Historically, we tend to regard the early-’70s auteur era as this giant quantum leap, this moment where all these young directors challenged received wisdom. And that moment did lead to some truly great movies, including The Exorcist. But there’s nothing jaded about The Exorcist. Instead, cynicism would arrive later. Just over a decade after the film, for instance, another blockbuster would do very different things with demonic possession. When an ancient evil takes over the body of Sigourney Weaver in 1984’s Ghostbusters, it’s mostly an excuse for Bill Murray to be funny. That’s all the time it took for a terrifying cinematic spectacle, a sincere confrontation with old and unnamed things, to become a joke.

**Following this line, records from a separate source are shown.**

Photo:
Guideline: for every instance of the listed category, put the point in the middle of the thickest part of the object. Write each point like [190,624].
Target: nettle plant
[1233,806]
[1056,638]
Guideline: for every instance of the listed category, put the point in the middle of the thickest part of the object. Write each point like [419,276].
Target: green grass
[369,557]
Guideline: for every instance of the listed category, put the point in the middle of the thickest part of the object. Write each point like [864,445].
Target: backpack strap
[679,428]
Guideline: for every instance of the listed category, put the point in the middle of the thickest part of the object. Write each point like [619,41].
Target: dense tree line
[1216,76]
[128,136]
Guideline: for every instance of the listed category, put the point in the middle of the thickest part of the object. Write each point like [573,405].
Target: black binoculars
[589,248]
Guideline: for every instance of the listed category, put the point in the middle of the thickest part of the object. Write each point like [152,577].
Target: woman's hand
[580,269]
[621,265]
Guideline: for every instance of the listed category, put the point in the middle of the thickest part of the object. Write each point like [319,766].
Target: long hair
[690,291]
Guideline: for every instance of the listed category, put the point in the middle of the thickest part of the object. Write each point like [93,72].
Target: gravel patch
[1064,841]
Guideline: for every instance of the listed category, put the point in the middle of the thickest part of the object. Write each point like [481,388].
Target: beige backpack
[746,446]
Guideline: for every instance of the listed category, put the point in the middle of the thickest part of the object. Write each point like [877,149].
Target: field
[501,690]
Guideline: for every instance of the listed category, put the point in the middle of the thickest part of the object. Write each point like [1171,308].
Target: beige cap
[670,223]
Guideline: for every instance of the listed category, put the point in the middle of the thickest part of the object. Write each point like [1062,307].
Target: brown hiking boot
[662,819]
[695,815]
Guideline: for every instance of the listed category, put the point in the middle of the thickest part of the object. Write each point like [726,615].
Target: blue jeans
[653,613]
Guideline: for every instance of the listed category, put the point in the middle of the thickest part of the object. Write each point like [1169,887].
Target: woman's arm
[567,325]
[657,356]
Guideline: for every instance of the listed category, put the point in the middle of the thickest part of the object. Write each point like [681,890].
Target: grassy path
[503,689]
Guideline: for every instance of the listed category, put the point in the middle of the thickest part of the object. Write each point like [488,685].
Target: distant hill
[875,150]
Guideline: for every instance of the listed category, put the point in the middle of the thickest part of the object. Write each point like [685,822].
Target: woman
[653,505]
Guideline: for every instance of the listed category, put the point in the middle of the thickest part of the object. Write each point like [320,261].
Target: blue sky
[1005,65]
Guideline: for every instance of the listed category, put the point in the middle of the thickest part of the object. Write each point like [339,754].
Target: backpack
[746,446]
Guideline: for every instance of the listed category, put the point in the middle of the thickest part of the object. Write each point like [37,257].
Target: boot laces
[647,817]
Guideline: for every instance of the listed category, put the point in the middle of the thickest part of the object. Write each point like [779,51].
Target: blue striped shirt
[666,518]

The contender: A lot of important films, like American Graffiti and Serpico, came out in 1973 and made a whole lot of money. Other hits from that year might not be important, exactly, but I’ve still got a lot of affection for them—for the James Bond blaxploitation goof Live And Let Die, and for the Disney Robin Hood. But my favorite of the year’s hits is the one that made nearly as much money as The Exorcist, taking it to a photo finish.
The Sting, that year’s winner for Best Picture, is a sort of spiritual sequel to Butch Cassidy And The Sundance Kid, reuniting director George Roy Hill with stars Paul Newman and Robert Redford. It’s got the same tone; it’s a banter-heavy caper about charismatic outlaws that relies on movie-star chemistry and sets the action only a few years further back, into the ’20s. And it has a blast with its tricks and devices, setting the movie-stars-getting-away-with-shit blueprint that something like Steven Soderbergh’s Ocean’s Eleven would later follow. It’s fun as hell.